Po horyzontu kres
Kobieta potrzebuje ciepła, poczucia bezpieczeństwa, domu – a skąd ty to wszystko wytrzaśniesz? Odpowiedź na to proste pytanie jasno i bez wątpliwości pokazuje mi, że zawsze będę sam. Mogę się tylko roześmiać, jakie to proste. Choćbym nie wiem jak szukał i próbował ze wszystkich sił. Zawsze będę sam (…) Czy to właśnie ta dojmująca samotność sprawia, że tylko nieliczni decydują się zostać podróżnikami i eksplorować nieznane terytoria? Marka Kamińskiego to nie dotyczy – podróże wypełniają każdą komórkę jego ciała i jestem przekonana, ze bezruch stanowiłby jego kres.
Znany polski polarnik, podróżnik, przedsiębiorca, który ramię w ramię z Jasiem Melą zdobył oba bieguny Ziemi w ciągu jednego roku, wciąż fascynuje i inspiruje. Jego wykłady czy relacje na blogu przyciągają i budzą tęsknotę za wyruszeniem w długą podróż w siną dal. Taką moc ma również książka Warto podążać za marzeniami. Moja podróż przez życie, obejmująca wspomnienia z lat młodości, wyprawy polarnika oraz praktyczne rady dla wszystkich śmiałków, którzy pragnęliby ruszyć jego śladem.
Wraz z Markiem Kamińskim cofamy się wiele lat wstecz, aby odpowiedzieć na pytanie w jaki sposób człowiek zostaje podróżnikiem?
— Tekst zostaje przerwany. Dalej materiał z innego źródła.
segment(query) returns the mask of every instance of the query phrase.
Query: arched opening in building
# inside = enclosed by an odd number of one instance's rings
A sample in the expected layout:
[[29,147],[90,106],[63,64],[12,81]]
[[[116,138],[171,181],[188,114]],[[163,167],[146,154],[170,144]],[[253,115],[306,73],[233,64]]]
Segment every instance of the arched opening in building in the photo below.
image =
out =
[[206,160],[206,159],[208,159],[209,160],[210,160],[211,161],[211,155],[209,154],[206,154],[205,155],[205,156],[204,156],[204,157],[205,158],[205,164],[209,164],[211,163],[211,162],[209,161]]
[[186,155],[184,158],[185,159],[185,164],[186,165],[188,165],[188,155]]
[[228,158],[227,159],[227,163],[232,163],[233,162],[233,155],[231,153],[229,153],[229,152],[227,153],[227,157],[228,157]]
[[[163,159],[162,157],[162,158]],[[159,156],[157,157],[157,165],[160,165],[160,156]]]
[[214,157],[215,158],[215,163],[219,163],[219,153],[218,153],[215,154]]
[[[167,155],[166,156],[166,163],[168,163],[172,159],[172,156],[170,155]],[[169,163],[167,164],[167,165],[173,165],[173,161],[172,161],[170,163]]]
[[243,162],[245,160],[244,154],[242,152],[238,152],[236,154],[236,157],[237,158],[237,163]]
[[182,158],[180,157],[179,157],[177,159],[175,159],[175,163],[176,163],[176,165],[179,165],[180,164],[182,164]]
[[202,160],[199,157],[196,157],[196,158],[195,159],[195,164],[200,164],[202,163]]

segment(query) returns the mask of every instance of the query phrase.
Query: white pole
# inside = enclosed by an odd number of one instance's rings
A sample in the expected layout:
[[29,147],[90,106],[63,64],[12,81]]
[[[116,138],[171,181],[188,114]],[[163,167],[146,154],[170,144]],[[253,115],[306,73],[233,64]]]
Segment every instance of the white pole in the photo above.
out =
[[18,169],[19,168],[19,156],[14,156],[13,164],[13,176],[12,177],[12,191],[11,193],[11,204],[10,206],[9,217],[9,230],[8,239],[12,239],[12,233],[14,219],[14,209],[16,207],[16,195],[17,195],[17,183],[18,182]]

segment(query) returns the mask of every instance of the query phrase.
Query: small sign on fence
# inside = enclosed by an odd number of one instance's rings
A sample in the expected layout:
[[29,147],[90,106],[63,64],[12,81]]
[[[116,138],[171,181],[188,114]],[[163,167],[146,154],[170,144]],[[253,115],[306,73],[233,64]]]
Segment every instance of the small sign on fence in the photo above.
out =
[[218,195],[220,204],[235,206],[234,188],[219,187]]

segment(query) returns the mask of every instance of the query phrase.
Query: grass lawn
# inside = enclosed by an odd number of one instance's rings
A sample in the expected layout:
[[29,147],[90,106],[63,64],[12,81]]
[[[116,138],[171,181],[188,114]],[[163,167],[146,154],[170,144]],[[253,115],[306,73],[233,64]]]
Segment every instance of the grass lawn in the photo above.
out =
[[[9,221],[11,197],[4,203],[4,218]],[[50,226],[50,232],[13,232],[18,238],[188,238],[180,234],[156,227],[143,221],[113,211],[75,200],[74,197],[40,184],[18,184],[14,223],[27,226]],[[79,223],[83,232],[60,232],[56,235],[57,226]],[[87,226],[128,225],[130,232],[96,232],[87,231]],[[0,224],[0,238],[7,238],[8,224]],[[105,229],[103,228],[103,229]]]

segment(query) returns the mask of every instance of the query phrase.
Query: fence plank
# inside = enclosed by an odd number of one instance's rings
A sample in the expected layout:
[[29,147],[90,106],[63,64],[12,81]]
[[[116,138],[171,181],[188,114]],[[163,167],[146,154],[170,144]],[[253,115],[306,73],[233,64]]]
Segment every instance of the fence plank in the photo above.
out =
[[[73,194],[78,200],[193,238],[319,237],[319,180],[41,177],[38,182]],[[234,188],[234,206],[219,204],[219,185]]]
Autor snuje wspomnienia, próbując uchwycić te momenty z przeszłości, w których narodziła się tęsknota za zdobywaniem świata i marzenia o podróżach. Wspomina złamaną rękę, która paradoksalnie stała się przyczyną pierwszych wyjazdów, a także sanatoria i szpitale, pełniące dla niego przez wiele lat funkcję domu. Myślę, że to tam (…) uczyłem się radzenia sobie z samotnością, ze strachem, z nie zawsze życzliwym otoczeniem i piętrzącymi się trudnościami – pisze autor, upatrując w pobytach w różnego rodzaju zakładach leczniczych przyczyn swej tak dużej niezależności i samodzielności.
Czytamy o pierwszym rejsie Kamińskiego, gdy jako czternastolatek samodzielnie wyruszył statkiem do Aalborga, a także o dłuższej wyprawie – do Maroka, podczas której świat poznawany za pomocą książek zderzył się z rzeczywistością. Podróżnik opisuje również czasy studiów filozoficznych oraz ciekawe podróże - jak ta, podczas której przemierzył autostopem całą Skandynawię.
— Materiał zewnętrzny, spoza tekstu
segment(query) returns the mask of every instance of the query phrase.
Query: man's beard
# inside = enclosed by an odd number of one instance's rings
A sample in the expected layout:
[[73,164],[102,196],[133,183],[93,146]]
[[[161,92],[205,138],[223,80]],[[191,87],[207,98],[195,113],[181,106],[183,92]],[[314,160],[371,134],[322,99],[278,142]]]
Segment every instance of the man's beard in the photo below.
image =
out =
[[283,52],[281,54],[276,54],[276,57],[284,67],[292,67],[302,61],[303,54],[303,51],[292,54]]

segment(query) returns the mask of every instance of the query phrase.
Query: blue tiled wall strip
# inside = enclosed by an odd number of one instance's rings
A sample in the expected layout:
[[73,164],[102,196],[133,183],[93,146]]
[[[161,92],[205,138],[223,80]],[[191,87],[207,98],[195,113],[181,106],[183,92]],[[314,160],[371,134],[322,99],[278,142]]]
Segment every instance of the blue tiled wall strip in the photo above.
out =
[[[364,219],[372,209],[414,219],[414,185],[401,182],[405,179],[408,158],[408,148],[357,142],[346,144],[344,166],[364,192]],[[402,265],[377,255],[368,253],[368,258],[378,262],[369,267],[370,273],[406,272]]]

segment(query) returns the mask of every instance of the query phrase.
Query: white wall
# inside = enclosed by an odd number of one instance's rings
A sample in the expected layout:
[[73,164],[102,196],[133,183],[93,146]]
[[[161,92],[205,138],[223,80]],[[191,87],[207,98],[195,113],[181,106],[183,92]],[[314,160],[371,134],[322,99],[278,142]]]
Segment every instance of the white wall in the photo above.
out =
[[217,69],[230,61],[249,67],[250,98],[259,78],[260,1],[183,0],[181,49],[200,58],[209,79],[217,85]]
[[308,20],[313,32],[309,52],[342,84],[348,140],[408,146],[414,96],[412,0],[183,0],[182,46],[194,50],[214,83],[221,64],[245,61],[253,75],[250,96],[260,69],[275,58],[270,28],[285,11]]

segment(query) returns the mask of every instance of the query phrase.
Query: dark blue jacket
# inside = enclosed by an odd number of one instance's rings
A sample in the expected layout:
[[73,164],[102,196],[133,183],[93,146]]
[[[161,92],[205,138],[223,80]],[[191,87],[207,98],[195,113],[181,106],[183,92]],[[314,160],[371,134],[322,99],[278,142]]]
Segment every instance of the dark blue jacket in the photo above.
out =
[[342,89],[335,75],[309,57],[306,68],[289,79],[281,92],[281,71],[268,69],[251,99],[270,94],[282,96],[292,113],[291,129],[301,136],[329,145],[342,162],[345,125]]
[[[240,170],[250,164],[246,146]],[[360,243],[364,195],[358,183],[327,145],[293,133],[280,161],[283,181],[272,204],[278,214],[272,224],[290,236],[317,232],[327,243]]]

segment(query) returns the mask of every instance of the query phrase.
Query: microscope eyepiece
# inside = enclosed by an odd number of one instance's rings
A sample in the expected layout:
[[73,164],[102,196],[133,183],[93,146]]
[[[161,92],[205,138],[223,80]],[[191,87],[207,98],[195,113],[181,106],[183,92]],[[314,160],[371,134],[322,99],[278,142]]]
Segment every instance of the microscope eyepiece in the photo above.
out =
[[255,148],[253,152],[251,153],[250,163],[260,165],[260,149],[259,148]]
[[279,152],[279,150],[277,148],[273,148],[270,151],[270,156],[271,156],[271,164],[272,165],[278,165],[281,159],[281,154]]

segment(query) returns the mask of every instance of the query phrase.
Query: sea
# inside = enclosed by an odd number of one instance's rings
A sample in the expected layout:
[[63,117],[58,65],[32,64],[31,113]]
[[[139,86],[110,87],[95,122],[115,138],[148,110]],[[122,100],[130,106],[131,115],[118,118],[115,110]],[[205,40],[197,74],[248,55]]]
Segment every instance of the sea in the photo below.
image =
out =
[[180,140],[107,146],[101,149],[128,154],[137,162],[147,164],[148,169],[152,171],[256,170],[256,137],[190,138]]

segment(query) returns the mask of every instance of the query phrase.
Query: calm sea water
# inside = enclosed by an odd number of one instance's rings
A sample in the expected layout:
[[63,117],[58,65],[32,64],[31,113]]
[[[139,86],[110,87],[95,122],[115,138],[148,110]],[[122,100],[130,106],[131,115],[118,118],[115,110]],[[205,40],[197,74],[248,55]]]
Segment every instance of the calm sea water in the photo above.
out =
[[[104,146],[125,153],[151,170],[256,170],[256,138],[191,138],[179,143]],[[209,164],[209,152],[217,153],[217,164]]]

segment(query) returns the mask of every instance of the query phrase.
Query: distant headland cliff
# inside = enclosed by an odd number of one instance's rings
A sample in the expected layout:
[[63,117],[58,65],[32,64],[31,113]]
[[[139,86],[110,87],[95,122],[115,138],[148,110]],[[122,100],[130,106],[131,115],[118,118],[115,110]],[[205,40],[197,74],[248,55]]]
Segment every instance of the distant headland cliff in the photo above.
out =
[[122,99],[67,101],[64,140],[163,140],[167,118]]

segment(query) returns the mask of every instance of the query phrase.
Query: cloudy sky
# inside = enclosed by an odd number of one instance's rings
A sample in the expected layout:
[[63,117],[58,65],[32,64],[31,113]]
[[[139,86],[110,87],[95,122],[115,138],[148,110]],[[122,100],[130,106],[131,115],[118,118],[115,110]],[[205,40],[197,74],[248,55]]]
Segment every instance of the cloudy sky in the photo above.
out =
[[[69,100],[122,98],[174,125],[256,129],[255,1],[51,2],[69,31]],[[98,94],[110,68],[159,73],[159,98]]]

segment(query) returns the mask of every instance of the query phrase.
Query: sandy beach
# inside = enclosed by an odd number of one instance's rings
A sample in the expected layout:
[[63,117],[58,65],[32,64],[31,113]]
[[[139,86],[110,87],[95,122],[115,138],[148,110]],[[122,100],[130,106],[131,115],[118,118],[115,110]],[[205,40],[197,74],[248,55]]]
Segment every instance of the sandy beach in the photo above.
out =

Wraz z Kamińskim zawitamy również na Grenlandię, którą podróżnik nazywa uniwersytetem polarnym, przyznając, że dokonał się tam niezwykły proces nauki. Biegun północny to jednak zaledwie przedsmak serii fascynujących, ale też niebezpiecznych i wykańczających fizycznie wypraw. Podróże wciągają, dlatego też wkrótce po powrocie do Polski pojawiło się marzenie zdobycia bieguna południowego. Spełniło się ono w 1995 roku i było wspaniałym prezentem od świętego Mikołaja, a dzięki tej wyprawie Kamiński zaspokoił nie tylko swoje pragnienie, ale też pomógł też oddziałowi chemioterapii w Gdańsku.
Dzieciństwo Kamińskiego wypełnione było nie tylko marzeniami o podróżach - plany podboju świata były bardzo konkretne: mały Marek samotnie opłynąć kulę ziemską. Na studiach budował nawet jacht wspólnie z Jurkiem Andrzejukiem, choć działania Służby Bezpieczeństwa uniemożliwiły im opuszczenie w ten sposób Polski. Dlatego też kiedy pojawiła się możliwość wzięcia udziału w rejsie dookoła Atlantyku, podróżnik nie wahał się ani chwili…
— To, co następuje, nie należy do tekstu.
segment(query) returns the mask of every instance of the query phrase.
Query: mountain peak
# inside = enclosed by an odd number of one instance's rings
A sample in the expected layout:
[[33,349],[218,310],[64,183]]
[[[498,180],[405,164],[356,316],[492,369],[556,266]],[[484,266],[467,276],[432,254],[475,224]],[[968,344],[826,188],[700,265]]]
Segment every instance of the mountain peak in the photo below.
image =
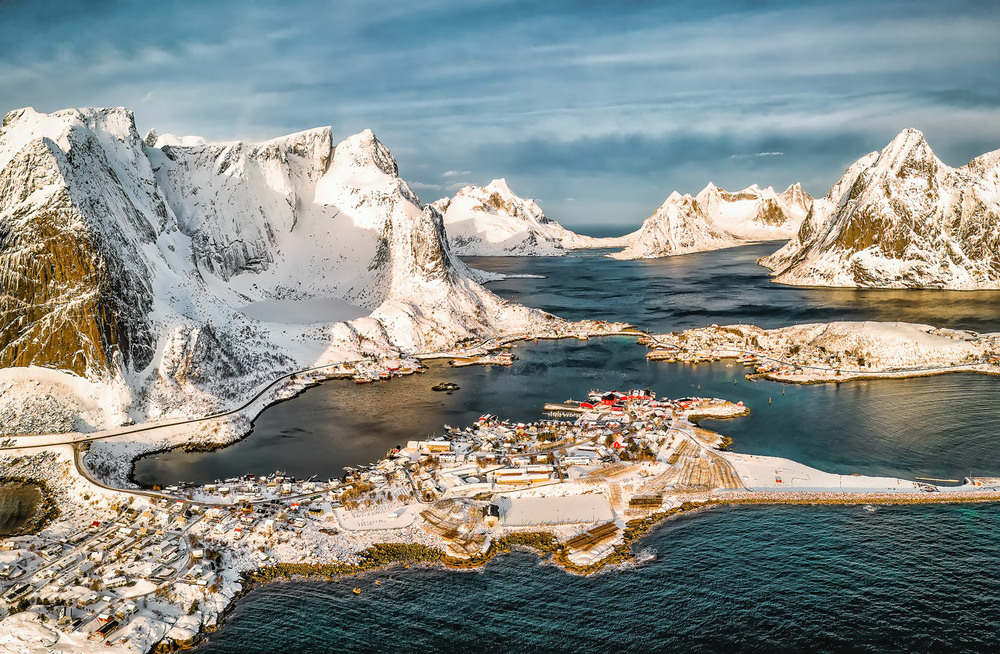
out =
[[489,184],[486,185],[486,188],[490,189],[491,191],[496,191],[501,195],[514,194],[513,191],[510,190],[510,187],[507,186],[507,180],[503,177],[494,179],[493,181],[491,181]]
[[399,176],[399,166],[396,159],[370,129],[348,136],[337,145],[334,160],[354,168],[375,167],[390,177]]
[[899,171],[912,162],[940,163],[930,146],[923,132],[912,127],[908,127],[896,135],[889,144],[879,152],[879,165],[885,165],[891,170]]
Wraz z Kamińskim i jego narzeczoną, Katarzyną, weźmiemy udział w ekspedycji do źródeł Amazonki oraz wyprawie na Zanzibar i na Kilimandżaro. Autor opisuje również swoją australijską wyprawę, sięgającą korzeniami Grenlandii, którą przemierzył niegdyś z Wojtkiem Moskalem, a także podróż, która zadziwiła cały świat – tę z Jasiem Melą. Jeśli ktoś pyta mnie, czy warto iść na biegun, odpowiadam, że jeżeli można pomoc choćby jednej osobie, to warto to rozważyć, a jeżeli można pomóc siedemdziesięciu osobom, to nie warto się zastanawiać, tylko trzeba iść – tak Kamiński mówi po powrocie o zbiórce pieniędzy na protezy dla niepełnosprawnych, która przyniosła siedemset tysięcy złotych.
Wyprawy to jednak nie tylko eksplorowanie nowych lądów czy poznawanie nowych ludzi. To przede wszystkim pokonywanie własnych barier i słabości oraz dowód na to, że zawsze można sięgać gwiazd. Sam podróżnik przyznaje, że wyzwanie, jakie podjął z Melą, dało nadzieję wielu osobom, które ułożyły sobie wygodne, choć nieszczęśliwe życie kosztem własnych marzeń i teraz boją się, że już nigdy nie będą mogły być sobą.
Lektura dzienników podróży, których fragmenty zostały w książce przytoczone, sprawia, że wchodzimy w intymny świat podróżnika, zaczynamy postrzegać otoczenie w taki sposób, w jaki on je odbiera i wspólnie z nim stawiamy czoła przeszkodom. To motywuje do działania, a jednocześnie zbliża nas do autora, pozwala zajrzeć w jego duszę.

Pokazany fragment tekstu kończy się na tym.